# late season buck



## carxman17 (Aug 23, 2007)

Finally got my buck. Got him at 5:50 on Sunday 12/30. It has been a long season. But, it payed off in the end. had him on trail cam couple of weeks ago. made it easier to sit out in the cold knowing he was out there...[/ATTACH]


----------



## Misdirection (Jul 16, 2012)

Congrats! I missed one with my smokepole last week in PA.

posted using Outdoor Hub Campfire


----------



## johnrude (Mar 29, 2009)

nice rack i like the crooked brow tine


----------



## BassCatcher12 (Jun 24, 2005)

Congrats. in Ohio?


----------



## alpine5575 (Jul 22, 2006)

Way to hang in there. Nice buck


----------



## kprice (May 23, 2009)

nice late season buck! You must have a scope that picks up light very good if you shot it at 5 50...


----------



## bkr43050 (Apr 5, 2004)

Nice buck! And congrats on the late season kill and persistence!



kprice said:


> nice late season buck! You must have a scope that picks up light very good if you shot it at 5 50...

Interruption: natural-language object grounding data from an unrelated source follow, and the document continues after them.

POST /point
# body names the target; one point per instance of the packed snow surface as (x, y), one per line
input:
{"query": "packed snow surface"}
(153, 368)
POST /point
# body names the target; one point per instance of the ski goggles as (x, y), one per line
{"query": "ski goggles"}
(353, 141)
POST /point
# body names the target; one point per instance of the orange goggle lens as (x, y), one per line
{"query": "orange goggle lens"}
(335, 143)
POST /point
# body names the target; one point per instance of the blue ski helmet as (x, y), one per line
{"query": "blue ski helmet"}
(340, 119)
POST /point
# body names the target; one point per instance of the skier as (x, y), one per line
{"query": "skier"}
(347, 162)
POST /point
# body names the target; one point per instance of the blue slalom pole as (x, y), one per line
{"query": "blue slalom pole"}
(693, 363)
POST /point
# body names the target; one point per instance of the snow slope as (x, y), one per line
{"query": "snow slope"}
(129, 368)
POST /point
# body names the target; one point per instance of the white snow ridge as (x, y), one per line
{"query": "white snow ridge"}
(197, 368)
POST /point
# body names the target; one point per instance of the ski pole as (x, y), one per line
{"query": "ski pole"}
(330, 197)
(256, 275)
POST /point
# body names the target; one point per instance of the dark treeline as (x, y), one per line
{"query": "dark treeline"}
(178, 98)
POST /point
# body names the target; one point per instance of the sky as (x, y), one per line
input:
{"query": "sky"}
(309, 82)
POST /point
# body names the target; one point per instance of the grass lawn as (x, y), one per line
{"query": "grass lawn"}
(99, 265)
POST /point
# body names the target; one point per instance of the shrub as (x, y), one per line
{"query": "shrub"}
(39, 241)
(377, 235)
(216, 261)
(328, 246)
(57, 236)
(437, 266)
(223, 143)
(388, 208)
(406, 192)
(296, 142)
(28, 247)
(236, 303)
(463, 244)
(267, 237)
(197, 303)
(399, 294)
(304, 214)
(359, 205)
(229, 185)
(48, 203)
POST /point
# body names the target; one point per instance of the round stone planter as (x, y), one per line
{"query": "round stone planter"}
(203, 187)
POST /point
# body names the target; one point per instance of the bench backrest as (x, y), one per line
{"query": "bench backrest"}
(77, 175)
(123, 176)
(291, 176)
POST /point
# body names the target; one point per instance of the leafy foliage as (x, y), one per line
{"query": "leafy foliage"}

Cincy's sunset on 12/30 was stated as 5:19 which makes legal shooting time until 5:49. With a snow cover I suspect that there was plenty of shooting light at that time. Are you really wanting to question him for a minute beyond the quitting time. Although if it were me I think I would have interpreted my watch to say 5:49 when I checked the deer in though.


----------



## carxman17 (Aug 23, 2007)

sorry it was 5:05 yea that would have been hard in the dark at 5:50


----------



## carxman17 (Aug 23, 2007)

I shoot a compound. would have been real hard at that time!!!!


----------



## kprice (May 23, 2009)

bkr43050 said:


> Nice buck! And congrats on the late season kill and persistence!
> 
> 
> Cincy's sunset on 12/30 was stated as 5:19 which makes legal shooting time until 5:49. With a snow cover I suspect that there was plenty of shooting light at that time. Are you really wanting to question him for a minute beyond the quitting time. Although if it were me I think I would have interpreted my watch to say 5:49 when I checked the deer in though.


Was not trying to start an argument. I figured it was a typo. Once again, congrats on the buck. 

posted using Outdoor Hub Campfire


----------



## bobk (Apr 30, 2004)

Nice job on the buck. Did you get him on a food source?


----------



## carxman17 (Aug 23, 2007)

No prob. kprice. Yes I have a feeder out....


----------



## bankfish (Sep 3, 2012)

Nice late season buck, congratulations


----------



## buckedup (Dec 29, 2007)

Congrats buck quessing ti be around 130 to 135

posted using Outdoor Hub Campfire


----------